The company, one of the last surviving U.S. conglomerates, has embarked on a deal-making spree this year under CEO Vimal Kapur as it focuses on automation, aviation and energy businesses , while getting rid of segments that don’t fit into its plans.
Its shares, however, have underperformed this year, attracting the attention of Elliott, who took a more than $5 billion stake in the company and pushed to separate its aerospace and automation businesses.
Honeywell said Monday that its board has made “significant progress” in its review of strategic alternatives to date and that the company will provide an update on its fourth-quarter results, typically expected in the last week of January. . Shares were up 2% in early trading.
Elliott responded by welcoming the company’s announcement.
“We believe the portfolio transformation that Vimal and his team are leading represents the right path for Honeywell, and we look forward to completing the review soon and supporting Honeywell in implementing the steps necessary to achieve its full value,” said the activist investor. said.

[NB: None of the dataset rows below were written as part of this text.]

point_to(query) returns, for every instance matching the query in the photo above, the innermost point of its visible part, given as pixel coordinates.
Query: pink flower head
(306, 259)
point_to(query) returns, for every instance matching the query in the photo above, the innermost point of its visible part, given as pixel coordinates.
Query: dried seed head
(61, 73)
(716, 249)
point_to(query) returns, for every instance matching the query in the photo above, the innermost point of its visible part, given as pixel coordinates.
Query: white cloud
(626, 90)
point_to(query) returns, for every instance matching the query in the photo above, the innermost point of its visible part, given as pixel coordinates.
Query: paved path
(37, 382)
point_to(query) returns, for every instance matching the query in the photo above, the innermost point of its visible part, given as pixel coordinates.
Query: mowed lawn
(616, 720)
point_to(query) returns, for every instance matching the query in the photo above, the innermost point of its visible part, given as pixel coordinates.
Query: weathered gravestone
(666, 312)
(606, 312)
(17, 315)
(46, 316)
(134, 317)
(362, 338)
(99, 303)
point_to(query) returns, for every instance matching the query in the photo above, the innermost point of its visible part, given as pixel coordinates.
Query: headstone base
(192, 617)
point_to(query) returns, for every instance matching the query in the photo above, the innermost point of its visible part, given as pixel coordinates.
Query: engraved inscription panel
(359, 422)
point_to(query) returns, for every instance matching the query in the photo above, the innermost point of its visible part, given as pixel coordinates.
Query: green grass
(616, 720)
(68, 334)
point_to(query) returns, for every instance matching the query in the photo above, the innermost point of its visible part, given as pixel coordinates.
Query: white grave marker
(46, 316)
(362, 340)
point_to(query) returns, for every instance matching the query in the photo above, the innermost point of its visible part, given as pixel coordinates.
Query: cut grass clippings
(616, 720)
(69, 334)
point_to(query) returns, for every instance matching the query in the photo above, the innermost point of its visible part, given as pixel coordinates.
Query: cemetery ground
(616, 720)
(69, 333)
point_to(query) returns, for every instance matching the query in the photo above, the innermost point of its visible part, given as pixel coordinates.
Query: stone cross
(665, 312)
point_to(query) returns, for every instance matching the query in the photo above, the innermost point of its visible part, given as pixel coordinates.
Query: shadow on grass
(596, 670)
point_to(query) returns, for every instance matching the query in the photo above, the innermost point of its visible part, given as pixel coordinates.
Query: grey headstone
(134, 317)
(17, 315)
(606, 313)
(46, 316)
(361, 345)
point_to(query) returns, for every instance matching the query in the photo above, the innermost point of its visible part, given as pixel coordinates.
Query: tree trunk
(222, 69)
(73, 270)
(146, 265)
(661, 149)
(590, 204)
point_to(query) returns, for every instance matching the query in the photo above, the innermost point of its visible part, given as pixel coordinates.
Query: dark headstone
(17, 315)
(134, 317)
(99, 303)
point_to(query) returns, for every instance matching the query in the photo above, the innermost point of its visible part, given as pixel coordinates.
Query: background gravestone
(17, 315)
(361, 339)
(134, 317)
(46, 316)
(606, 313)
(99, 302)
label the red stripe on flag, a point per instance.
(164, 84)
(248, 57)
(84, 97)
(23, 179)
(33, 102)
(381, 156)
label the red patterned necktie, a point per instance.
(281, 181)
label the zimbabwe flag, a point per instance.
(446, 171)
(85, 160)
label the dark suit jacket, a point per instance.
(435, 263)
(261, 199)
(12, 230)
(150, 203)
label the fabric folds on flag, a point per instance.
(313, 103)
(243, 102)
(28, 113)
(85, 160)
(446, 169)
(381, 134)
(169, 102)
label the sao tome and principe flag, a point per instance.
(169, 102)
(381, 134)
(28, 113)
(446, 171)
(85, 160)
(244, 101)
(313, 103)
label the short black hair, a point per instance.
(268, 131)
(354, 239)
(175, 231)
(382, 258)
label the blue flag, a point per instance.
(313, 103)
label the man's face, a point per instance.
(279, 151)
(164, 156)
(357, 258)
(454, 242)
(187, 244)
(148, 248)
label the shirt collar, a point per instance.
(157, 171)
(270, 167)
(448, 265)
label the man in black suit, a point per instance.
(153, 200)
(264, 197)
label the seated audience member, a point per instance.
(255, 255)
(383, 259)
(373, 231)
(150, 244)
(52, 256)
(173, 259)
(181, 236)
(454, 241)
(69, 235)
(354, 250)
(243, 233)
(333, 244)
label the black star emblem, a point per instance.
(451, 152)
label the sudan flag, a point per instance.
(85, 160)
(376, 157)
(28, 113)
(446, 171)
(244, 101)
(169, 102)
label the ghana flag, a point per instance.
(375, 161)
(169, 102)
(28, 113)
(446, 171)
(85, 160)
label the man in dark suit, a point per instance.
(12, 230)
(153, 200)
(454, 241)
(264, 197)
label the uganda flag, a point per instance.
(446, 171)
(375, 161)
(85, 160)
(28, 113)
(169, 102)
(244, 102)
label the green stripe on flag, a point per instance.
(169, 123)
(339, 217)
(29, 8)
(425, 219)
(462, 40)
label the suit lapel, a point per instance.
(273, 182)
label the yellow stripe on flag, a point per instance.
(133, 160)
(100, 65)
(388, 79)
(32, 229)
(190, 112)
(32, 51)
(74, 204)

A standalone aviation business, which is Honeywell’s largest unit by revenue and counts Boeing and Airbus among its customers, could be valued at between $90 billion and $120 billion, including debt, analysts say.
The aerospace unit, which makes everything from engines to cockpit components, has benefited from increased jet production in recent years, even as supply chain disruptions have hurt the company’s ability to meet part of this demand.
For the first nine months of 2024, Honeywell’s aerospace business reported revenue of $11.47 billion, representing approximately 40% of the company’s total sales for the period.
The aircraft manufacturing boom is expected to continue in the coming years, amid record delivery delays among aircraft manufacturers, while a shortage of planes is expected to boost demand for repairs.
“Setting an imminent date (fourth quarter earnings) for a strategic update suggests that a larger disruption is likely, in our view,” Barclays analysts wrote in a note.
A potential split will echo a similar announcement from General Electric in 2021. As of Friday, GE’s aerospace business had a higher market value than Honeywell as a whole.
Honeywell announced in November that it would sell its personal protective equipment business to Protective Industrial Products for about $1.33 billion in cash.
The conglomerate also bought Carrier’s security business for $4.95 billion and acquired aerospace and defense company CAES Systems for $1.9 billion as part of its broader shift.